March 14: “With the World, or Bound to Face the Sky”

Normally when some animal is raised in captivity, it wouldn’t be able to survive out in the wild, if it were to be released. For example, most animals in zoos cannot be released into the wild if they were raised in captivity their entire lives. However, in this story, the roles are switched. Could this concept hold true for the Hesse child being “domesticated” by the wolves unable to join human society?

5 thoughts on “March 14: “With the World, or Bound to Face the Sky”

  1. A human that lived as an animal and was introduced into human society later in life would not fully or never integrate into human society. The human is accustomed with a way of living, which is an animalistic lifestyle. The human would unable to communicate its discomforts because it wouldn’t be able to speak a human language. There are examples in the text of humans being introduced into human society and dying soon after. Introducing a human from a life as an animal into the complex structure of human society would be similar to introducing an animal that was born in a zoo into the wilderness. Even if this human was gradually introduced into human society it would most likely never become fully integrated.

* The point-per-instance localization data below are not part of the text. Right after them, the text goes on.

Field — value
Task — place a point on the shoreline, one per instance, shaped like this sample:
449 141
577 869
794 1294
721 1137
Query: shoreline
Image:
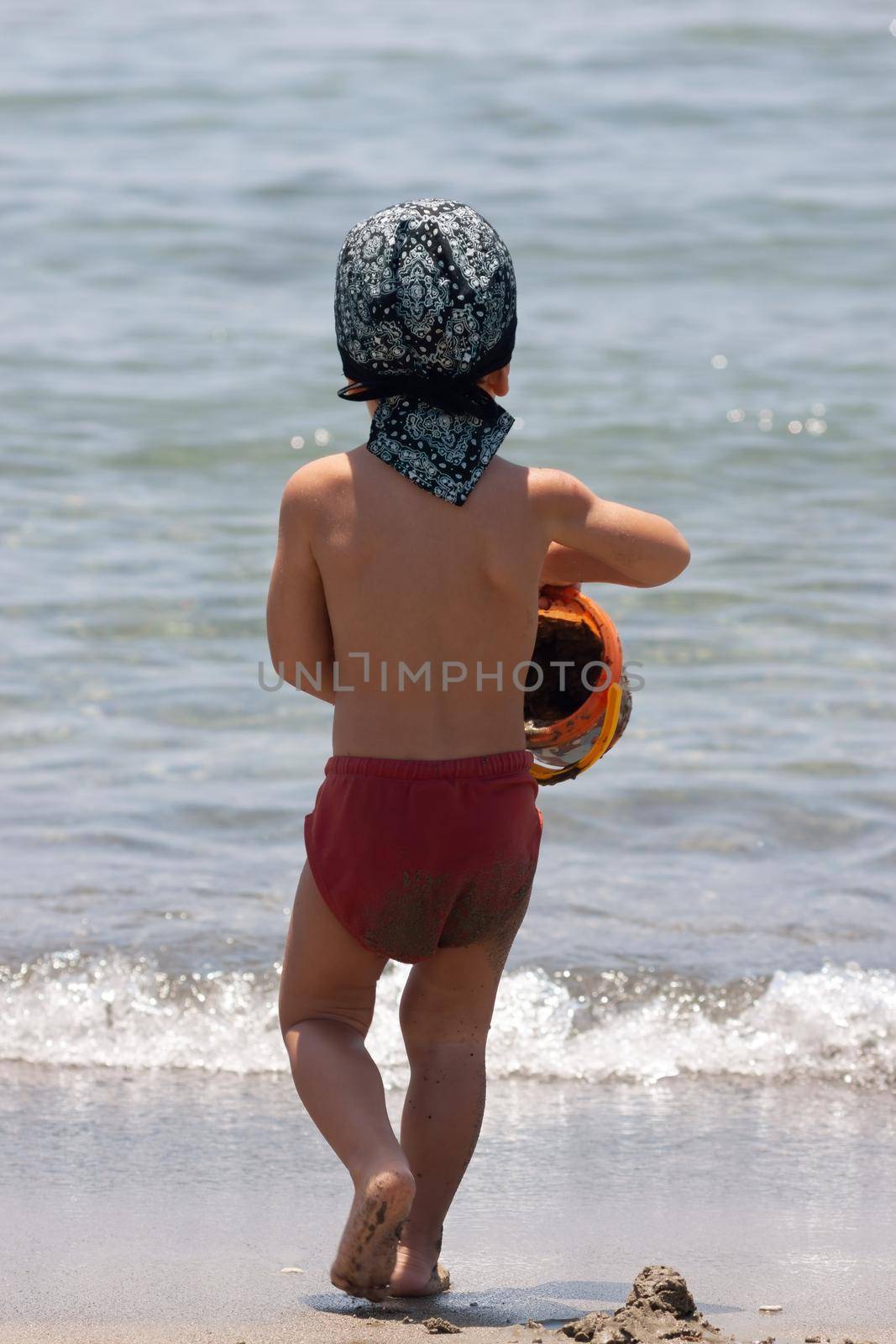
165 1207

  2. The Hesse child brings forth the interesting question of not only how a person could react when being removed from society, but also the question of whether or not they would be able to return to the society we view as civilized and “human”. Evidence from the story of the Hesse child alone suggests he may not have been able to do so, as he explicitly states he favored living with the wolves over people. Additionally, the boy was presented “for a spectacle” in court, denoting the way he was separate from the human society he was brought into. While he may have physically been brought back to human society, it appears the Hesse boy was never able to fully rejoin it, and this would always suffer as an outsider; he was in human society, but not a functioning, contributing member of it.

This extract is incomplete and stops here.